C'est dans ce contexte que cet article cherche à renforcer la pertinence des offres
obligatoires dans le régime de réglementation des prises de contrôle en Afrique
du Sud. Les offres obligatoires ont une pertinence pratique et sont importantes
pour parvenir à un traitement égal et équitable des détenteurs de titres d'une
même catégorie, conformément aux objectifs primordiaux de la Loi de 2008, lue
conjointement avec le Règlement sur les OPA de 2011 (Règlement de 2011).
Les offres obligatoires protègent également les actionnaires minoritaires contre le
risque d'être contraints de conserver leurs investissements dans une société dont
le contrôle de la détention des titres a changé de manière significative. Cet article
suggère quelques amendements aux dispositions existantes de la Loi de 2008 pour
renforcer les objectifs fonctionnels des offres obligatoires.

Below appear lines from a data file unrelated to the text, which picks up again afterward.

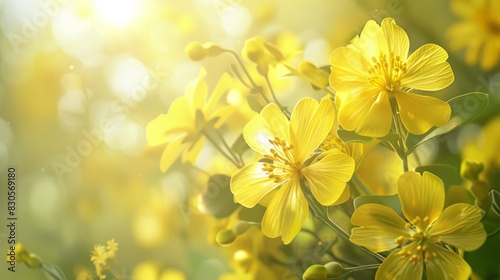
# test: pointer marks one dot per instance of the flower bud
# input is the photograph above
(315, 272)
(213, 49)
(225, 237)
(240, 227)
(196, 51)
(334, 269)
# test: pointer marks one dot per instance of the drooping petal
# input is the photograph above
(397, 39)
(171, 153)
(397, 266)
(379, 227)
(427, 69)
(327, 178)
(422, 197)
(368, 113)
(349, 69)
(459, 225)
(309, 126)
(419, 113)
(162, 128)
(269, 124)
(446, 265)
(372, 40)
(286, 213)
(250, 184)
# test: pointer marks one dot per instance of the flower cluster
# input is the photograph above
(297, 172)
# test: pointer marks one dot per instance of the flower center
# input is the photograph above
(283, 166)
(386, 72)
(417, 248)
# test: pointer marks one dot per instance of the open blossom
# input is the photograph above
(180, 130)
(288, 146)
(421, 240)
(375, 69)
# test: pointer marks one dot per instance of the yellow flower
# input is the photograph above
(375, 68)
(478, 33)
(425, 240)
(181, 129)
(287, 146)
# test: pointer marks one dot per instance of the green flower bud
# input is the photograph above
(225, 237)
(213, 49)
(240, 227)
(334, 269)
(196, 51)
(315, 272)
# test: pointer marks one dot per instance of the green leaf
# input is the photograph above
(217, 197)
(448, 173)
(391, 201)
(464, 109)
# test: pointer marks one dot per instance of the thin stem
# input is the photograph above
(228, 148)
(219, 148)
(238, 59)
(271, 90)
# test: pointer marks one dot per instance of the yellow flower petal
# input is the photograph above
(250, 184)
(427, 69)
(327, 178)
(349, 69)
(446, 265)
(396, 266)
(459, 225)
(380, 227)
(309, 126)
(170, 153)
(397, 39)
(159, 130)
(368, 113)
(419, 113)
(269, 124)
(286, 212)
(421, 196)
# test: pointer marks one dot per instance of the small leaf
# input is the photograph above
(464, 109)
(351, 136)
(217, 198)
(447, 173)
(391, 201)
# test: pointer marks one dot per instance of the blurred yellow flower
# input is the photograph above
(427, 235)
(478, 33)
(182, 129)
(375, 68)
(287, 146)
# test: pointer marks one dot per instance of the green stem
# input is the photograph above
(285, 110)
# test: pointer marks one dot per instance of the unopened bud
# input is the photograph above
(225, 237)
(334, 269)
(315, 272)
(196, 51)
(213, 49)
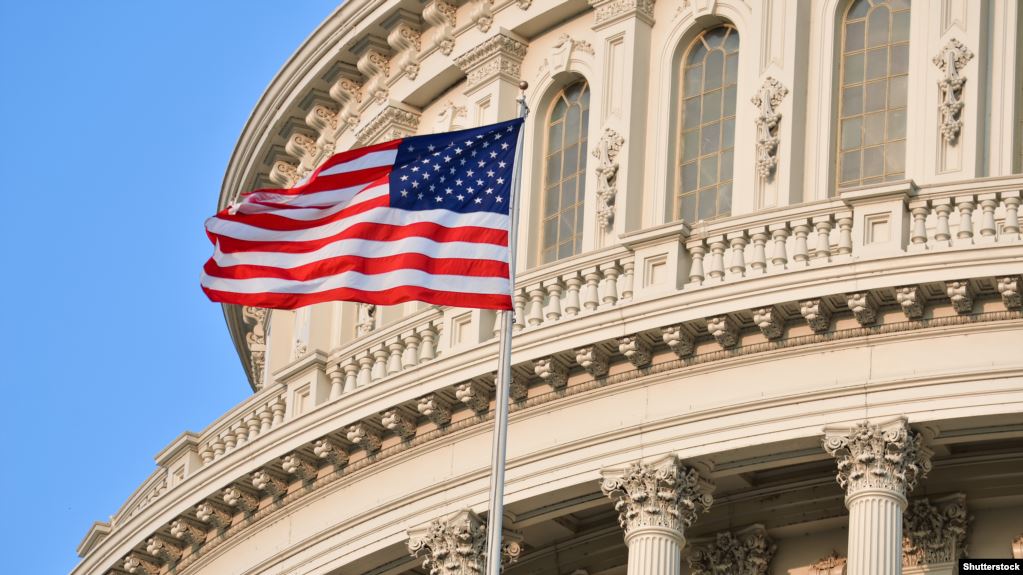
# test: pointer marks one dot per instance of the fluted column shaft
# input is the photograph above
(655, 550)
(875, 532)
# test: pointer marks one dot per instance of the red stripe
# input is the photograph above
(342, 264)
(383, 298)
(373, 231)
(280, 223)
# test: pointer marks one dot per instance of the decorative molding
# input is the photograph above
(606, 152)
(934, 531)
(889, 456)
(747, 553)
(609, 11)
(391, 124)
(664, 493)
(498, 56)
(950, 60)
(768, 99)
(592, 359)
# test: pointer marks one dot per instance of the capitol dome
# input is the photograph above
(767, 314)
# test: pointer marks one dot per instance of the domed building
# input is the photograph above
(767, 313)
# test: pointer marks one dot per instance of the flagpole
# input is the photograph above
(498, 453)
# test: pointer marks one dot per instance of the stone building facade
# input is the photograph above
(767, 312)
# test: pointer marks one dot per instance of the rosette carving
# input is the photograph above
(663, 494)
(889, 456)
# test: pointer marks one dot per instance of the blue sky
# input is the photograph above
(118, 122)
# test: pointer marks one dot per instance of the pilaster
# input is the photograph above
(878, 465)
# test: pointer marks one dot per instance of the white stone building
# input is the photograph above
(766, 245)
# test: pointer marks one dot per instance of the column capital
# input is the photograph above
(934, 530)
(888, 456)
(664, 494)
(744, 553)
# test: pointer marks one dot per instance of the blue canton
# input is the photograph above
(463, 171)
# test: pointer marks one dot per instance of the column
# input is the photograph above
(456, 544)
(878, 465)
(656, 502)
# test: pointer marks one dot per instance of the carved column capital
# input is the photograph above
(889, 456)
(745, 553)
(664, 494)
(934, 530)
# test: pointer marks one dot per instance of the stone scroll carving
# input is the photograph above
(950, 60)
(607, 151)
(746, 553)
(934, 531)
(767, 100)
(889, 456)
(661, 494)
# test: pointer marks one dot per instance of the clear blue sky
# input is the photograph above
(118, 122)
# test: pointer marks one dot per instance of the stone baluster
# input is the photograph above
(553, 309)
(625, 283)
(758, 261)
(410, 356)
(396, 348)
(535, 316)
(738, 240)
(656, 503)
(878, 465)
(609, 288)
(697, 253)
(365, 369)
(1011, 226)
(590, 295)
(572, 284)
(519, 318)
(823, 225)
(844, 233)
(381, 355)
(966, 206)
(801, 254)
(918, 233)
(717, 247)
(942, 208)
(428, 349)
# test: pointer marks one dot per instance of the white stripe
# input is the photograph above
(357, 280)
(365, 249)
(389, 216)
(371, 160)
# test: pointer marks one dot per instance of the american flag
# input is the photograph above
(424, 218)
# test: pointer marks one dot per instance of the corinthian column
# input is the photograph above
(878, 465)
(656, 502)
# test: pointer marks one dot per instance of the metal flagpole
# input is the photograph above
(496, 515)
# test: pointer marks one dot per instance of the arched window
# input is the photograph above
(710, 71)
(564, 173)
(872, 101)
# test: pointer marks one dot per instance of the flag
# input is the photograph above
(424, 218)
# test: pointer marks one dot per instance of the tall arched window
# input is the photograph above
(564, 173)
(710, 71)
(873, 97)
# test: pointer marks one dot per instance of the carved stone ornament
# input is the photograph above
(889, 456)
(950, 60)
(255, 321)
(746, 553)
(606, 152)
(609, 11)
(456, 545)
(499, 56)
(934, 531)
(662, 494)
(831, 565)
(391, 124)
(767, 100)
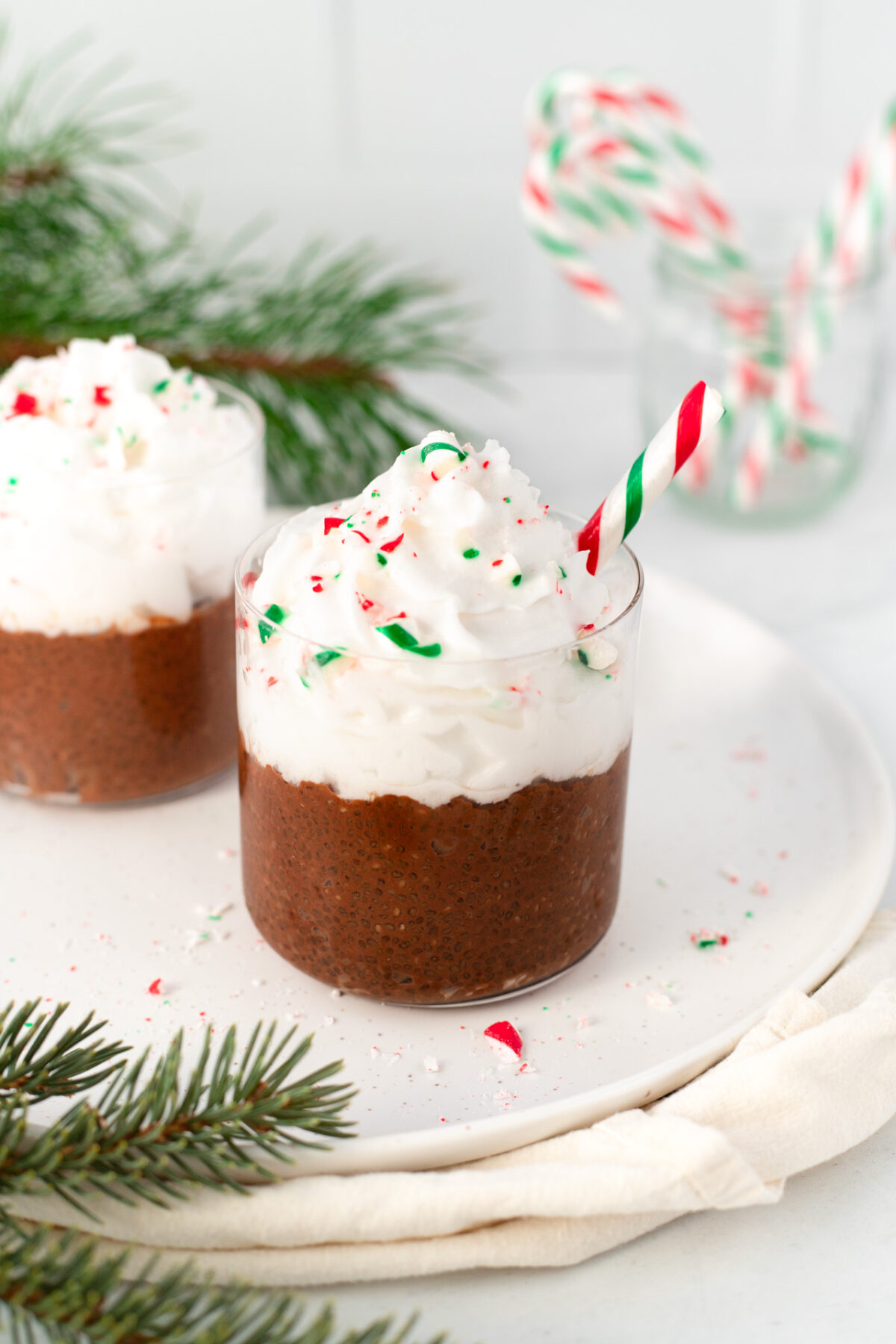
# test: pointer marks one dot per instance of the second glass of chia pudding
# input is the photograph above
(127, 491)
(435, 709)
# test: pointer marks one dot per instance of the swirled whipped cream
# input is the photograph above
(127, 490)
(435, 636)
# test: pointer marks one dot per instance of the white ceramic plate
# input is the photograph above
(758, 811)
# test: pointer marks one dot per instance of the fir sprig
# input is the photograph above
(149, 1136)
(153, 1136)
(317, 343)
(35, 1065)
(75, 1295)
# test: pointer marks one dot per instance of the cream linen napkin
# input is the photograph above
(812, 1080)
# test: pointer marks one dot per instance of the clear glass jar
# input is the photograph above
(426, 831)
(800, 374)
(109, 710)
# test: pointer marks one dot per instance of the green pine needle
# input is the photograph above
(151, 1135)
(155, 1137)
(87, 249)
(35, 1066)
(63, 1285)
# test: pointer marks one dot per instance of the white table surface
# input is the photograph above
(820, 1265)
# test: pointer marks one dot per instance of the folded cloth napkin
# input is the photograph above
(812, 1080)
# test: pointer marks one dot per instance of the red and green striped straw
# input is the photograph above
(649, 475)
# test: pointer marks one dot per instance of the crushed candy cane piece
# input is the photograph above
(507, 1035)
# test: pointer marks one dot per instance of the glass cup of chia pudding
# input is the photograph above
(435, 707)
(127, 488)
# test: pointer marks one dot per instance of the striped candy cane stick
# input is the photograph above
(649, 475)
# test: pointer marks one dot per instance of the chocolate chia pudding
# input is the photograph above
(113, 717)
(435, 702)
(128, 490)
(393, 900)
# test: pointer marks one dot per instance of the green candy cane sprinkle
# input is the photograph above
(450, 448)
(405, 640)
(273, 613)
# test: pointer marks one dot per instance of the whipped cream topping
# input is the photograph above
(127, 490)
(450, 544)
(435, 636)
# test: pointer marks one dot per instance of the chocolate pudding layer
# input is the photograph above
(403, 902)
(114, 717)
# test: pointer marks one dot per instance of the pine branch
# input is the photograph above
(34, 1065)
(77, 1295)
(85, 250)
(153, 1137)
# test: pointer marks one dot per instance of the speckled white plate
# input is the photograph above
(759, 812)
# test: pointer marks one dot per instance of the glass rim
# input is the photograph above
(267, 538)
(84, 482)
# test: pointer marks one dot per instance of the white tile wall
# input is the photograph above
(402, 119)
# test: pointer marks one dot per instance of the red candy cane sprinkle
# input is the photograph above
(507, 1035)
(25, 405)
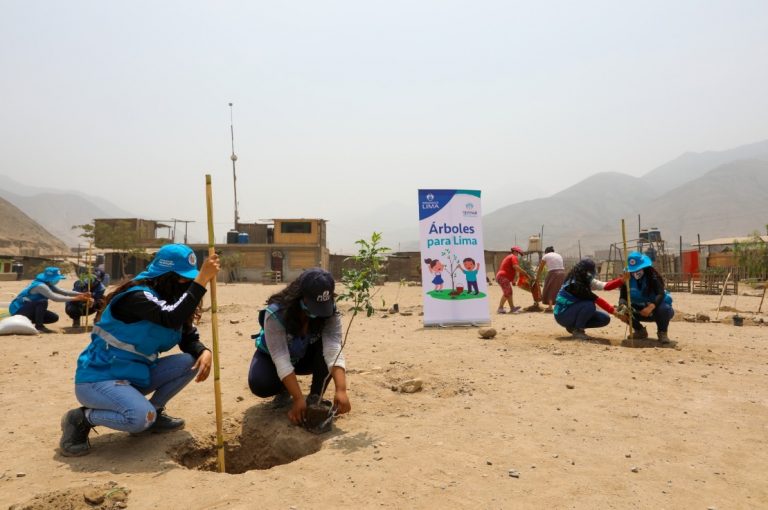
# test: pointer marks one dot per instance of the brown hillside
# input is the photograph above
(19, 232)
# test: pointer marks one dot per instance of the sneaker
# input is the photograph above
(165, 423)
(74, 433)
(580, 334)
(282, 400)
(315, 399)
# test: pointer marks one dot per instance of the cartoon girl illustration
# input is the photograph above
(436, 267)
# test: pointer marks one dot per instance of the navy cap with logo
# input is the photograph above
(317, 292)
(177, 258)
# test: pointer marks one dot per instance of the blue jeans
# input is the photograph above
(38, 313)
(582, 315)
(119, 405)
(661, 315)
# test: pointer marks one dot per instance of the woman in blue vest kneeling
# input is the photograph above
(142, 318)
(301, 334)
(650, 301)
(32, 302)
(575, 308)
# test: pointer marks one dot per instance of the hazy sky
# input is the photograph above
(345, 106)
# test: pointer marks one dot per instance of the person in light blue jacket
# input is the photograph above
(32, 302)
(142, 318)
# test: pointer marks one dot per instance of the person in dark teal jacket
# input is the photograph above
(142, 318)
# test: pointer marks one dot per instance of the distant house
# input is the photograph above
(721, 251)
(274, 251)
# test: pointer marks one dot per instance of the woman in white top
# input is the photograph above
(555, 276)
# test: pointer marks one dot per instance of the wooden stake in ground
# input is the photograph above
(629, 297)
(88, 265)
(215, 331)
(722, 293)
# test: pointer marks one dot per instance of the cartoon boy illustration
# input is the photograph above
(470, 270)
(436, 267)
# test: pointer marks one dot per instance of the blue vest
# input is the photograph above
(122, 351)
(563, 300)
(25, 297)
(638, 291)
(297, 345)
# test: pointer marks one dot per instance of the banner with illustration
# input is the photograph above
(452, 261)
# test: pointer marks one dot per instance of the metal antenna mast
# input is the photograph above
(233, 157)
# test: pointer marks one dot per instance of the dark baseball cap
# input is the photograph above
(317, 291)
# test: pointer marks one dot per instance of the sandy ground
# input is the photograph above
(583, 424)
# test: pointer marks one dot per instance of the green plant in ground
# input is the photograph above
(360, 282)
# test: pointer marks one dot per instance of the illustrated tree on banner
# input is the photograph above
(453, 272)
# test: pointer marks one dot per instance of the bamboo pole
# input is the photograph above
(88, 264)
(722, 293)
(215, 331)
(626, 264)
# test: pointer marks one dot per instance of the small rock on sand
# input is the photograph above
(93, 497)
(486, 333)
(411, 386)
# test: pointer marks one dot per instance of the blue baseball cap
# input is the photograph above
(637, 261)
(50, 275)
(317, 292)
(176, 258)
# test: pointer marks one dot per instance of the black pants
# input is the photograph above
(37, 312)
(263, 379)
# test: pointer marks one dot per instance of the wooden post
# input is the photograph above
(725, 286)
(626, 264)
(215, 332)
(88, 263)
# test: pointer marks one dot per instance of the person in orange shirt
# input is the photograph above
(510, 273)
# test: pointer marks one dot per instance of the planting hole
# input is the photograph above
(266, 440)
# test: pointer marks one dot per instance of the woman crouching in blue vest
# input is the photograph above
(575, 308)
(32, 302)
(142, 318)
(301, 334)
(650, 300)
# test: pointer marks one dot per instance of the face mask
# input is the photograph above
(306, 310)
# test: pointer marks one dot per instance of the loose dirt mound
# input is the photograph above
(265, 441)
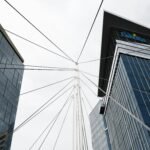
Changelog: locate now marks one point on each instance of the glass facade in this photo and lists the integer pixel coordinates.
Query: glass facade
(131, 88)
(10, 84)
(98, 130)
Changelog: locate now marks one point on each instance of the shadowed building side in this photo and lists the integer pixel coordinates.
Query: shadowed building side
(10, 85)
(125, 63)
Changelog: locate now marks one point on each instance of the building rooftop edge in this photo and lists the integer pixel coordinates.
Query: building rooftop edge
(110, 22)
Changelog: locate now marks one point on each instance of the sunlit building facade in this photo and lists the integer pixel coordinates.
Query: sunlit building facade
(10, 84)
(98, 130)
(126, 88)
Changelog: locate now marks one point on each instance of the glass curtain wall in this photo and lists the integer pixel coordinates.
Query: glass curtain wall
(131, 88)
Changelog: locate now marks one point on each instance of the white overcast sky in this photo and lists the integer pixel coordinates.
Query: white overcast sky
(66, 22)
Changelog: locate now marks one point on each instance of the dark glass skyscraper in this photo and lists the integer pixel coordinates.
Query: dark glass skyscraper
(98, 130)
(126, 89)
(10, 84)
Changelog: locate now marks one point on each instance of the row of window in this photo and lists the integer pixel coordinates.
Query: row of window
(126, 133)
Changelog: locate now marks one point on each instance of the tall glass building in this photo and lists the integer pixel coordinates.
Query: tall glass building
(125, 66)
(99, 130)
(10, 84)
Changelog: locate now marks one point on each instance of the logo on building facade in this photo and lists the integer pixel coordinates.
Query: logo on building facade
(132, 36)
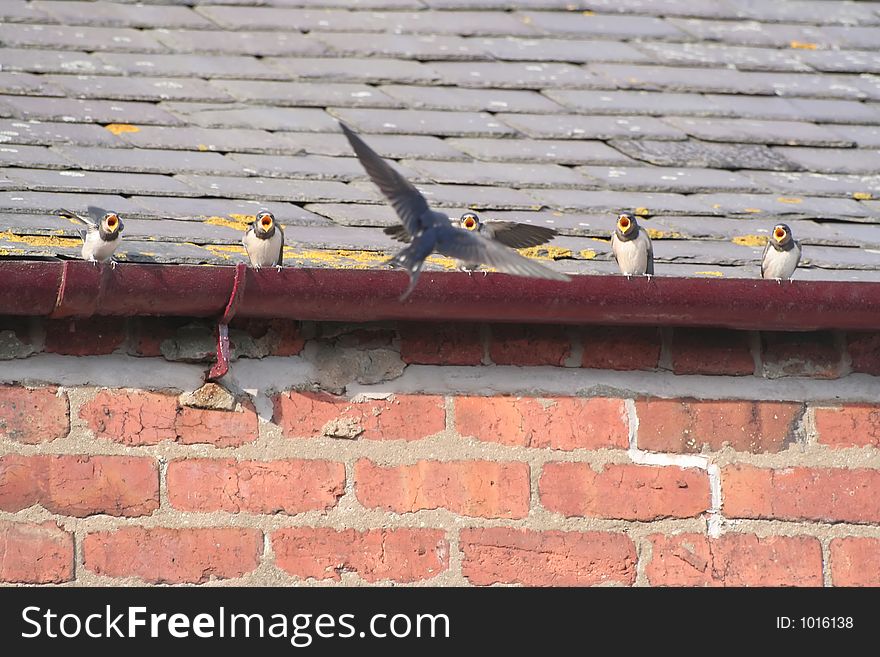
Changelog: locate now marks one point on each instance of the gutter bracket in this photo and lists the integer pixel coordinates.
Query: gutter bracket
(221, 367)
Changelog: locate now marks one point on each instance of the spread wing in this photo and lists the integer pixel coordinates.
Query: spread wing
(518, 236)
(406, 200)
(473, 248)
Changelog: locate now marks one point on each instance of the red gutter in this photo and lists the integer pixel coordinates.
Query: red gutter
(75, 288)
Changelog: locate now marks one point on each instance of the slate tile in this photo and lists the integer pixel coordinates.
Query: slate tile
(753, 33)
(68, 37)
(548, 49)
(833, 160)
(298, 191)
(53, 61)
(236, 140)
(307, 94)
(605, 201)
(516, 75)
(285, 18)
(471, 196)
(790, 133)
(88, 111)
(312, 167)
(37, 157)
(108, 14)
(817, 184)
(392, 146)
(142, 160)
(34, 202)
(637, 102)
(188, 65)
(262, 44)
(567, 126)
(669, 179)
(815, 11)
(472, 100)
(742, 57)
(13, 131)
(602, 26)
(540, 150)
(842, 61)
(424, 122)
(13, 82)
(773, 205)
(499, 174)
(706, 154)
(98, 182)
(405, 46)
(296, 119)
(353, 69)
(351, 214)
(235, 210)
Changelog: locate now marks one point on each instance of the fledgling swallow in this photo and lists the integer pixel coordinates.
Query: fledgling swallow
(781, 255)
(432, 231)
(508, 233)
(264, 242)
(632, 247)
(102, 236)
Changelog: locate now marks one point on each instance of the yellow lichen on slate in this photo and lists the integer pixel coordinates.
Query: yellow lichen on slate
(119, 128)
(750, 240)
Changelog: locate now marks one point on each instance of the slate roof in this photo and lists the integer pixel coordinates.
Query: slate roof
(714, 119)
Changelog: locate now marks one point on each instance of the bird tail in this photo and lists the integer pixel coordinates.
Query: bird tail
(409, 260)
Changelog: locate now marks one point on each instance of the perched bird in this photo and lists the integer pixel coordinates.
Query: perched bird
(432, 231)
(264, 242)
(102, 236)
(781, 255)
(632, 247)
(508, 233)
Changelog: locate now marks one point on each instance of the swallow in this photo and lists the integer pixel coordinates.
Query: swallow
(264, 242)
(508, 233)
(781, 255)
(431, 231)
(102, 236)
(632, 247)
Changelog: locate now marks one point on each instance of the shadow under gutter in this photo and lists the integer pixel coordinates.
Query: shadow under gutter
(81, 289)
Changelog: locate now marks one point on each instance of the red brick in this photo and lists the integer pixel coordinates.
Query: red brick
(520, 344)
(629, 492)
(173, 556)
(33, 416)
(290, 486)
(864, 351)
(621, 348)
(674, 425)
(135, 417)
(131, 417)
(399, 555)
(854, 561)
(825, 494)
(853, 425)
(441, 343)
(559, 423)
(814, 354)
(471, 488)
(735, 560)
(91, 336)
(711, 351)
(80, 485)
(313, 414)
(218, 428)
(35, 554)
(549, 558)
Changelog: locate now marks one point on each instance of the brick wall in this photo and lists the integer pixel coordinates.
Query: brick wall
(440, 454)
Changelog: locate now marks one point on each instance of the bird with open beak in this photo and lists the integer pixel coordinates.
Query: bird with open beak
(781, 255)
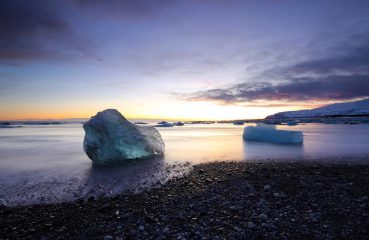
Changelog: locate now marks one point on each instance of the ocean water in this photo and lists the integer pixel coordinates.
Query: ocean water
(41, 164)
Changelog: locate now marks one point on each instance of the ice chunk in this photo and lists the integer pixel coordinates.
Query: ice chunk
(112, 139)
(164, 124)
(269, 133)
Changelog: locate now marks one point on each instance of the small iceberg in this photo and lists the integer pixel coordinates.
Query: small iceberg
(111, 139)
(269, 133)
(291, 123)
(178, 124)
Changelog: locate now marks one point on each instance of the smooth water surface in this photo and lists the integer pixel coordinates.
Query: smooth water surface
(47, 163)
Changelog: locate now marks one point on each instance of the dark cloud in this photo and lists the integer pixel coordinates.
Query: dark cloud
(35, 30)
(342, 74)
(24, 27)
(122, 8)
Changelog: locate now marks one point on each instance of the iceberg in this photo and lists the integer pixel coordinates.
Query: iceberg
(269, 133)
(178, 124)
(112, 139)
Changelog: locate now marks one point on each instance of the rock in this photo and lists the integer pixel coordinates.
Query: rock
(112, 139)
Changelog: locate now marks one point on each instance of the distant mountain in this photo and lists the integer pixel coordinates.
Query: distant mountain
(357, 108)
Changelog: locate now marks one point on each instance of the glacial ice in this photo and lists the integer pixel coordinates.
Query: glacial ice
(111, 139)
(269, 133)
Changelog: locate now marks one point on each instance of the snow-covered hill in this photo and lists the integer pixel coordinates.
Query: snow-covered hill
(338, 109)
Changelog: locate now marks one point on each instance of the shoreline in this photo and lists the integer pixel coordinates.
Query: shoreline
(232, 200)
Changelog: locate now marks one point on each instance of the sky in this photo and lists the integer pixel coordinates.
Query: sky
(186, 59)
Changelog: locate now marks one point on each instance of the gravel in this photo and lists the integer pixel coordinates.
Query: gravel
(224, 200)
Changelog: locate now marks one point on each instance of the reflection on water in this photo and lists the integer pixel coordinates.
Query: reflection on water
(47, 163)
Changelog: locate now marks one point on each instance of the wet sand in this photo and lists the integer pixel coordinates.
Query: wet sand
(223, 200)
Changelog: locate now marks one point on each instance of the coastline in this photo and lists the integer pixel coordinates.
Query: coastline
(231, 200)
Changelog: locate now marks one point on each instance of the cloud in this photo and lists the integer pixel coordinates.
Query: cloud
(122, 8)
(342, 74)
(37, 30)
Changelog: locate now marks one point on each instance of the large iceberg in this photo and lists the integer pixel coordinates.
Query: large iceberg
(269, 133)
(112, 139)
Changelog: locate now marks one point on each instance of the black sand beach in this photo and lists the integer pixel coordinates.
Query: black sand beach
(225, 200)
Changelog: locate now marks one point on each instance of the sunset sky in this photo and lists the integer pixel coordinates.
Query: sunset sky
(163, 59)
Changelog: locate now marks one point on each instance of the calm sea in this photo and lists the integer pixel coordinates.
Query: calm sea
(40, 164)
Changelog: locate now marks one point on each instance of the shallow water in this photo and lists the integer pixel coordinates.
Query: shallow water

Mots-clés: Offres obligatoires; prises de contrôle; pourcentage(s) de
déclenchement; transactions concernées; protection des actionnaires
Introduction
This article argues that takeover regulation regimes must promote equal
and fair treatment of minority shareholders by the acquirers and the
controlling shareholders.1 From the onset, it must be pointed out that the
objective of treating securities equally is contested by some academics who
allege that the said objective is contrary to generally accepted company law
principles.2 For example, in Sammel v President Brand Gold Mining Company
Ltd,3 Trollip J held that the majority shareholder supremacy principle
dictates that minority shareholders, through their contract, undertake to
be bound by lawful corporate decisions. Mandatory offers are part of
affected transactions,4 and these transactions are broadly constitutive of
what is commonly known as company takeovers (takeovers).5 Gullifer
and Payne define a takeover as the acquisition by an external acquirer
1 Davies, Paul L. & Worthington, Sarah Gower Principles of Modern Company Law 10 ed (2016)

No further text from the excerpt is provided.